Depuis Rimbaud en Abyssinie (Seuil,
1984), le nom
d’Alain Borer est attaché à celui d’Arthur
Rimbaud,
auquel il consacre trente ans de sa vie. Partant dès 1976
pour l’Ethiopie sur les traces du poète, il rapportait
un
film (Le Voleur de feu, TF1, 1978), puis démontrait l’unité profonde de "l’Oeuvre-vie" rimbaldienne (Rimbaud, l’heure
de la fuite, Gallimard-Découvertes, 1991, L’Oeuvre-vie, édition
du centenaire, Arléa, 1991).Poète, ce perfectionniste
mène
une œuvre confidentielle, composée d’une trilogie
astrophysique
(Le Nuage de Magellan, Zone Bleue et Le Chant du Rien visible,
Fourbis, 1991) ou de textes extrêmement concentrés qu’il
appelle
noèmes (Le livre de repousser Apopis, La main courante, 1985).

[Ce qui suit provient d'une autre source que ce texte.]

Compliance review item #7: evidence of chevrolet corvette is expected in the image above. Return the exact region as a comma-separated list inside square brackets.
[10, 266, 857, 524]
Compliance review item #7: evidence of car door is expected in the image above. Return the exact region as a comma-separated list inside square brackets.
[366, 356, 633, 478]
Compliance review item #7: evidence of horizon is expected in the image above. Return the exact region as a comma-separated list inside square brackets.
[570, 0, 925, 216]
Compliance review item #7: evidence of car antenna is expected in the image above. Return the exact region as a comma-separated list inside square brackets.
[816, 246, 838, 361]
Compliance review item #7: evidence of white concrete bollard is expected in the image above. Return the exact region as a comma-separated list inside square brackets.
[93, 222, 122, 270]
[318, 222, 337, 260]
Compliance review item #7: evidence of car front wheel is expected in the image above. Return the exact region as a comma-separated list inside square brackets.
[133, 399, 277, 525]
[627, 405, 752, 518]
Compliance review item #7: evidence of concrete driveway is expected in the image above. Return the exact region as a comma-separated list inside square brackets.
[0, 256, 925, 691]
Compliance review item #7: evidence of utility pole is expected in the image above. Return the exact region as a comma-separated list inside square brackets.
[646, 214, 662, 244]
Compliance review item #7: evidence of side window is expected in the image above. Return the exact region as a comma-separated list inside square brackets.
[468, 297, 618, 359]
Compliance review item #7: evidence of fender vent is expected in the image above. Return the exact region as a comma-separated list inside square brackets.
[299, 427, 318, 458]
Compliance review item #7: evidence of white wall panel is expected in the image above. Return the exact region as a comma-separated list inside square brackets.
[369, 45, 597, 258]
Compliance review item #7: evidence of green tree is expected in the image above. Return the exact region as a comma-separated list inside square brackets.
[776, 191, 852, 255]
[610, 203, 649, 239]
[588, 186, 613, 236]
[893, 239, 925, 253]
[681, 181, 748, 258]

Son œuvre poétique a fait l’objet d’un récital,
Pour l’Amour
du Ciel créé par André Velter et Claude Guerre
au Théâtre
du Rond Point et enregistré pour France Culture (cd collection
Les Poétiques, 1996). Alain Borer a été directeur
artistique
du printemps des Poètes en 2001. Pour l’édition
2002, il a mené à
la demande de Jack Lang, un projet proposant aux élèves
de
collèges et lycées d’établissements français
et étrangers
d’échanger des poèmes via Internet. Professeur à l’Ecole
des Beaux-Arts de Tours, Alain Borer est également essayiste
(Dürer, 1980, Beuys, 2000). Il vient de publier un roman,
Koba, aux éditions du Seuil, qui a reçu le prix Joseph
Kessel.
Cette
exposition rassemble 5 artistes autour de l'oeuvre poétique
et des livres d'artistes d'Alain Borer.